Oracle CEO Ellison appeared briefly onstage to offer assurances to the Java community at large that Oracle -- which is buying Sun -- was among them as adherents to the Java platform. "We see increased investments in Java coming from the Sun-Oracle combination and an expansion of the overall community, and we're very excited about that," Ellison says.
But attendees remained skeptical in part about how the future of Java and Sun technologies will play out, wondering what would happen with projects such as the GlassFish open-source application server. Oracle has been largely silent about the fate of specific Sun products.

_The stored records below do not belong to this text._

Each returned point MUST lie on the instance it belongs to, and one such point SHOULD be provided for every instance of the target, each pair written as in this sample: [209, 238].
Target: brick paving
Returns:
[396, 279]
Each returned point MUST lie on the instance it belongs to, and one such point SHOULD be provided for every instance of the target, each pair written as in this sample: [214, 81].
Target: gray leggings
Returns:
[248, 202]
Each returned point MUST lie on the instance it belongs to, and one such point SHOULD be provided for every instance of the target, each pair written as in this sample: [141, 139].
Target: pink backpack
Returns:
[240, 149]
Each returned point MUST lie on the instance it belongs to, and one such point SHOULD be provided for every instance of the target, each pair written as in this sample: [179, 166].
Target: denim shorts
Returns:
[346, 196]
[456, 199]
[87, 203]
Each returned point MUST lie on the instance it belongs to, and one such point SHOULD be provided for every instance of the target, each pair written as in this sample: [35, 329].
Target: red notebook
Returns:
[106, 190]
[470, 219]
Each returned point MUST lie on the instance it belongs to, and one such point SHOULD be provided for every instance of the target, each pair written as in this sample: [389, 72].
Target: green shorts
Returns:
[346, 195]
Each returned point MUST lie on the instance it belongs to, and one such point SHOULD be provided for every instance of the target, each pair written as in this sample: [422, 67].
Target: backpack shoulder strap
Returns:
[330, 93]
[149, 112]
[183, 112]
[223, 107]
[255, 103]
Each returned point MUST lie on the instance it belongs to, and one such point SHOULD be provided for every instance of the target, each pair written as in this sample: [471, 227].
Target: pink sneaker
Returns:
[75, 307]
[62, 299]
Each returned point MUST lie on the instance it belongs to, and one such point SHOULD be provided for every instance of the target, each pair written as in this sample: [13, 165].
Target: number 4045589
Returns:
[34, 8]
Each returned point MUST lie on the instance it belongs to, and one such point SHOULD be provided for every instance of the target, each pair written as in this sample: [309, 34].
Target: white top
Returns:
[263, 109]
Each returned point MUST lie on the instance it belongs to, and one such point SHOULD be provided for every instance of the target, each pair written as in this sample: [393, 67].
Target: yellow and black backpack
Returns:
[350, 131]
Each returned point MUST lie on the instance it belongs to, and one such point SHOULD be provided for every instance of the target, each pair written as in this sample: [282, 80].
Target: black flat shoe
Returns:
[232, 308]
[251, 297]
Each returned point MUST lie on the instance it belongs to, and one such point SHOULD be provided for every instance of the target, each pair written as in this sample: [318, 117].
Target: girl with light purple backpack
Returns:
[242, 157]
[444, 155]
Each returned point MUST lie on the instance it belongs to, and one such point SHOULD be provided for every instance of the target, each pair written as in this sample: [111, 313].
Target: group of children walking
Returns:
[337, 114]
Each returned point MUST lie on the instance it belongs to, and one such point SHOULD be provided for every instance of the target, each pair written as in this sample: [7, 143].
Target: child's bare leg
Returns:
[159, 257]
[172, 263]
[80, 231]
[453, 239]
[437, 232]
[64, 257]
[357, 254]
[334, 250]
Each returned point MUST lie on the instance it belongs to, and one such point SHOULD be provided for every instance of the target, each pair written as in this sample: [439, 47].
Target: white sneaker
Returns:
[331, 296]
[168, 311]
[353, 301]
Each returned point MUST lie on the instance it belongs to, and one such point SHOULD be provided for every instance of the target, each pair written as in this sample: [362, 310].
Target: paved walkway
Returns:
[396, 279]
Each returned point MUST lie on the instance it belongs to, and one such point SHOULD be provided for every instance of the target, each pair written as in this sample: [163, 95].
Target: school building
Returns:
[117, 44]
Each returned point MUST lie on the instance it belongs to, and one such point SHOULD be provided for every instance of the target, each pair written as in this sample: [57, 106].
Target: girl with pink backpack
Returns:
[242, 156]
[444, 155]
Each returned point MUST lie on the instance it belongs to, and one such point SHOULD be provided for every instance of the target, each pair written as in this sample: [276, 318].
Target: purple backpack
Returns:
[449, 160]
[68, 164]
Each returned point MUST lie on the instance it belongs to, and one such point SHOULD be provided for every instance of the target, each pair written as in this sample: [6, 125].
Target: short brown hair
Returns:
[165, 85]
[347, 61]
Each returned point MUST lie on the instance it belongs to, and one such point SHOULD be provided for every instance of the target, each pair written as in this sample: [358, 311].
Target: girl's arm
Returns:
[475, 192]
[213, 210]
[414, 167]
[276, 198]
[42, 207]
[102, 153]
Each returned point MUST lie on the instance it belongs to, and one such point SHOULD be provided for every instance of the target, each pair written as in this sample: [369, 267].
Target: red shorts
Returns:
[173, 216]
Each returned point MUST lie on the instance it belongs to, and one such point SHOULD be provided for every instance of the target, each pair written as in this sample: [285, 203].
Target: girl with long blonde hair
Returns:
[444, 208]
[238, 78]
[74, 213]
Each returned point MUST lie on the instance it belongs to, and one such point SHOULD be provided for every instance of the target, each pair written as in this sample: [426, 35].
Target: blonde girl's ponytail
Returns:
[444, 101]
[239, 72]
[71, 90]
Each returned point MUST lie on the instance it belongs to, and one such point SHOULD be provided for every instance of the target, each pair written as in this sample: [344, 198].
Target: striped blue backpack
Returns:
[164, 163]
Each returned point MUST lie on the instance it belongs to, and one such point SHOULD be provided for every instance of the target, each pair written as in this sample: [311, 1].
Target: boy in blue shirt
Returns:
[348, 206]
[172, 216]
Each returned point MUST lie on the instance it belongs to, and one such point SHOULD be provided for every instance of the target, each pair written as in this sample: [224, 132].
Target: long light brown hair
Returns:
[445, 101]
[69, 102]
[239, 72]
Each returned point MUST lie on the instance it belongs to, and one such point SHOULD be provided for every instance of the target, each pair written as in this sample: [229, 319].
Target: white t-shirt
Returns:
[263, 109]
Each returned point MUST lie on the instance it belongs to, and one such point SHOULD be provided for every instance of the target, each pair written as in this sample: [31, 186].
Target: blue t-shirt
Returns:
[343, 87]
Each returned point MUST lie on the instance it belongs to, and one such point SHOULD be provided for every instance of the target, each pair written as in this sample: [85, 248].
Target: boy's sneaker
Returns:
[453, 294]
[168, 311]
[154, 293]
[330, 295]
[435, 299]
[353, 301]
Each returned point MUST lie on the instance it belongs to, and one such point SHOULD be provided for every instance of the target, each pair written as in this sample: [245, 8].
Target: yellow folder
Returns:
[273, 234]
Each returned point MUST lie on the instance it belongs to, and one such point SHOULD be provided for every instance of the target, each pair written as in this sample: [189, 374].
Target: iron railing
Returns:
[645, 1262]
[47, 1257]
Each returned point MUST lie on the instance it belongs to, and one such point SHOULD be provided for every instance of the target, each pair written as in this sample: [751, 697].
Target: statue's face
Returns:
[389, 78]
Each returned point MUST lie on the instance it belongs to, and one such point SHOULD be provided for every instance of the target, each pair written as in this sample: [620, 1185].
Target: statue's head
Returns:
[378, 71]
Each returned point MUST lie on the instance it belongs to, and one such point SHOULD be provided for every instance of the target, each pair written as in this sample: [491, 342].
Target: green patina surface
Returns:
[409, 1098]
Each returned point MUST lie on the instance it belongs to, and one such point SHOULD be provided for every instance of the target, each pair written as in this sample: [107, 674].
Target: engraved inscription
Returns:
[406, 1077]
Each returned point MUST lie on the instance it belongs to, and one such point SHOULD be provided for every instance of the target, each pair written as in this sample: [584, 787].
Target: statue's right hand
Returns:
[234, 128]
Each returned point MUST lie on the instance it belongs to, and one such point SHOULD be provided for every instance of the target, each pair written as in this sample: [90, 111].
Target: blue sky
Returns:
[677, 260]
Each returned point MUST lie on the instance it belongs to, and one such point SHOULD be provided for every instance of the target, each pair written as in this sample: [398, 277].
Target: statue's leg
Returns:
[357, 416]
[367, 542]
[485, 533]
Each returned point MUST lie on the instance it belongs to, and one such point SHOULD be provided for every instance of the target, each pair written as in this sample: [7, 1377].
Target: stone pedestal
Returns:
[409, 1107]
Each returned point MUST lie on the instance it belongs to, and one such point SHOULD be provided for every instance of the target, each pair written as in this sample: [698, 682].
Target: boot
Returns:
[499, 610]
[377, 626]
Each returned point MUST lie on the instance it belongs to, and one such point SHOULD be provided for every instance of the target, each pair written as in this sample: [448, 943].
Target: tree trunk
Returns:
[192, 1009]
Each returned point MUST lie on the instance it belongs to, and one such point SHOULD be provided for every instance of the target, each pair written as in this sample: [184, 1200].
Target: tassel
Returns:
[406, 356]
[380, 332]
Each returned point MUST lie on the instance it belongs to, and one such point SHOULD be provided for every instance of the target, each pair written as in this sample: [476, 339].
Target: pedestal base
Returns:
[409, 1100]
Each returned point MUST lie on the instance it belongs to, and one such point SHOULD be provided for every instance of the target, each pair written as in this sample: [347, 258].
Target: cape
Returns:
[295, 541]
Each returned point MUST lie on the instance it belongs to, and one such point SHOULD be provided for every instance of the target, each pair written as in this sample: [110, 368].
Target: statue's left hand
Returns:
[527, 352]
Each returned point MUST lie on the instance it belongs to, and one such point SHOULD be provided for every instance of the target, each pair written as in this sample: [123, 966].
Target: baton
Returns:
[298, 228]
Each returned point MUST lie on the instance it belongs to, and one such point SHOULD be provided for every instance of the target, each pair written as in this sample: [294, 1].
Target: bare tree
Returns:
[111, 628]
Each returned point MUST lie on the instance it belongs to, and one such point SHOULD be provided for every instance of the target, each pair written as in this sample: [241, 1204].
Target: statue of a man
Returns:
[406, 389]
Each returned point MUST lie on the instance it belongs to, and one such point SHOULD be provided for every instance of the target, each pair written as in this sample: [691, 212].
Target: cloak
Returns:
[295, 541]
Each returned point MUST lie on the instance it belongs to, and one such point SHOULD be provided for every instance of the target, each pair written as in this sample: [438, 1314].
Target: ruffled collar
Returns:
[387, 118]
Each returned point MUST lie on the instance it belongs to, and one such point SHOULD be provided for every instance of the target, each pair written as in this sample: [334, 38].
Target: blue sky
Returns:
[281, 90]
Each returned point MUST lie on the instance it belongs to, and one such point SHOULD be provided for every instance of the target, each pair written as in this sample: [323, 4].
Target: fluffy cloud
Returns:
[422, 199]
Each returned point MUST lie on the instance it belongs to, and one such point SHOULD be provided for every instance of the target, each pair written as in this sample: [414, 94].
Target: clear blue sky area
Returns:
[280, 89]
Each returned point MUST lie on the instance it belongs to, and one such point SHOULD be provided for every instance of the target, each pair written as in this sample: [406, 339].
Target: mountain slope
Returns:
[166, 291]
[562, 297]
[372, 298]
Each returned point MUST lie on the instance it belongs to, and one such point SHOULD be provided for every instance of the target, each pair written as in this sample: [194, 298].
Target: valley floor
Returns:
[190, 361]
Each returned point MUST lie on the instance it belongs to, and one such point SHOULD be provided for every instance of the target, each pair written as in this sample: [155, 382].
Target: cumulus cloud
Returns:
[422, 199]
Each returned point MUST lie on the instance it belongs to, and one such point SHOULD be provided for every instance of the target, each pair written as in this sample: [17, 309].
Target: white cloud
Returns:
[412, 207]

Attendees did not even get any assurances from Oracle that the JavaOne event itself would be continued by Oracle in coming years.
Sun's prized status as a place of cultural innovation now is in question, says Miko Matsumura, chief software strategist at Software AG, which occasionally competes with Oracle in the database market. "I think people right now are broadly questioning [Ellison's] commitment to I guess [what] I would call the inventive culture that Sun has fostered for so many years," he adds.
"I think there's a lot of things that are a bit regrettable about [the merger], but one [is that] ... it's kind of a reach for them be going out into systems," he says, since Oracle has not been a hardware company before.
Where users and developers have doubts Another attendee, Kurt Zoglmann, a systems analyst at Kansas State University, says the merger presents opportunities but also puts doubts in people's minds. "The opportunity is there for some vertical integration for the two companies to be more efficient as a whole," with the ability to package Sun technologies with the complete Oracle database, he says.
The doubts, though, concern the fate of the Sparc architecture, Zoglmann says: "Is it something that is viable in the long term?" He points out that "a lot of people have spent tons of money on it." (Ellison has stated intentions to keep Sun's hardware business.) But Zoglmann was not concerned about Oracle's commitment to open source software, which has been a staple of Sun's software strategy in recent years.
But another attendee, Stephen Staeheli, a developer at the Basler Versicherungen insurance company in Switzerland, cited the fate of GlassFish as a concern. Oracle has three different application server technologies now, with its own application server, the WebLogic server it acquired when it bought BEA, and now GlassFish. "Unfortunately, the one that is free [GlassFish] is the best," Staeheil says. "I wonder if it'll stay free."